The output contains as many parameters as the input vectors, while also capturing the interaction between the features. The function measures the covariance between embeddings at different dimension shifts, and the asymmetry stems from this circular correlation.

At this point, you may be wondering why a simple convolutional operator would not suffice. The answer is that convolution is a commutative function, while correlation is not. Again, the key lies in symmetry (or the lack of it)!

In the objective of predicting relations described earlier, we can think of the characteristic function as a function which takes as input a latent matrix X of scores and outputs the corresponding probability. This latent matrix is an $E \times E$ matrix since it contains the scores for every possible pair of entities. However, since the number of entitites may be very large, the problem we want to solve is that of matrix factorization.

This is similar to the singular value decomposition method for learning word vectors that I discussed in an earlier blog post. If we assume that an entity has only one unique representation, regardless of whether it occurs as subject or object, the matrix X can be factorized as

\[X = EWE^{-1}\]

Since the entity vectors are complex in nature ($u$ = Re($u$) + $i$Im($u$)), the matrix factorization of $X$ may be either real or complex. But since the characteristic function returns a real output, we define $X$ as the Real part of the factorization. Now, our original objective is to learn $P(Y=1)$ for every $s-o$ pair, and we are trying to approximate this using the latent matrix $X$. In the case of binary relations (yes/no), $Y$ is essentially a sign matrix, and hence it is safe to assume that its “sign-rank” is low.
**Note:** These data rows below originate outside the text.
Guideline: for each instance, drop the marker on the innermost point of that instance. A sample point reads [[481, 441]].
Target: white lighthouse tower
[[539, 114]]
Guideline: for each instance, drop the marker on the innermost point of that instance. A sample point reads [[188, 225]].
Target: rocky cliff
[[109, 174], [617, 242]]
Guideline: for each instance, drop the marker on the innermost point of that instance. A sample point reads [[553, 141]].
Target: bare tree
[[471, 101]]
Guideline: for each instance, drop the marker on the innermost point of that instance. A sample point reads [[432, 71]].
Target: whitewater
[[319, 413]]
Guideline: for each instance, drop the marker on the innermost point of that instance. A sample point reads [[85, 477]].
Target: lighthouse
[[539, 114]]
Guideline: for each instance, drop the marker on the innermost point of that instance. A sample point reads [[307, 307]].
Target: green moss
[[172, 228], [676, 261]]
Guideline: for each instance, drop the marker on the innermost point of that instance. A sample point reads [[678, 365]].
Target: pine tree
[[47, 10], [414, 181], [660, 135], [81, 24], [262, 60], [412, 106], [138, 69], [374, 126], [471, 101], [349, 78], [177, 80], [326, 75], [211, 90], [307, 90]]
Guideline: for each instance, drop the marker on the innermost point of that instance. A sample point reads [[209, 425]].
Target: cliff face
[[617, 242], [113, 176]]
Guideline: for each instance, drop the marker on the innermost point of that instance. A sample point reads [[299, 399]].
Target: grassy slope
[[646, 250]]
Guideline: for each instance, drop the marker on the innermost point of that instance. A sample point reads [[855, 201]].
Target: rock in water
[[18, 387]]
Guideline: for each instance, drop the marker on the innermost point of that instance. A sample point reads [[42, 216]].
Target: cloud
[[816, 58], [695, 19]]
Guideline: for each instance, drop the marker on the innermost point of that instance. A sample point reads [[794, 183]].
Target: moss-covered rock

But what is a “sign-rank”? It refers to the smallest rank of a real matrix having the same sign pattern as $Y$. The authors showed in an earlier paper that if the sign rank of $Y$ is low, the rank of Re($EWE^T$) is at most twice that of $Y$. While this is a good upper bound, the actual rank is often much lower than the rank of $Y$.

In the case of multi-relational data, each relation has a representation $w$ associated with it. The characteristic function then takes as input the relation type along with the subject and object, and computes the score based on a novel scoring function. This function has the following property: if $w$ is real, the characteristic function is symmetric, and if $w$ is imaginary, then it is anti-symmetric.

While Euclidean embeddings are popular, they are in no way sufficient to represent all the complexities and hierarchies in language. These methods suggest that looking at non-Euclidean spaces for representation learning may be the way to go.

  1. Vilnis, Luke, and Andrew McCallum. “Word representations via gaussian embedding.” arXiv preprint arXiv:1412.6623(2014). 

  2. Nickel, Maximilian, and Douwe Kiela. “Poincare Embeddings for Learning Hierarchical Representations.” arXiv preprint arXiv:1705.08039 (2017). 

  3. Nickel, Maximilian, Lorenzo Rosasco, and Tomaso A. Poggio. “Holographic Embeddings of Knowledge Graphs.” AAAI. 2016. 

  4. Trouillon, Théo, et al. “Complex embeddings for simple link prediction.” International Conference on Machine Learning. 2016.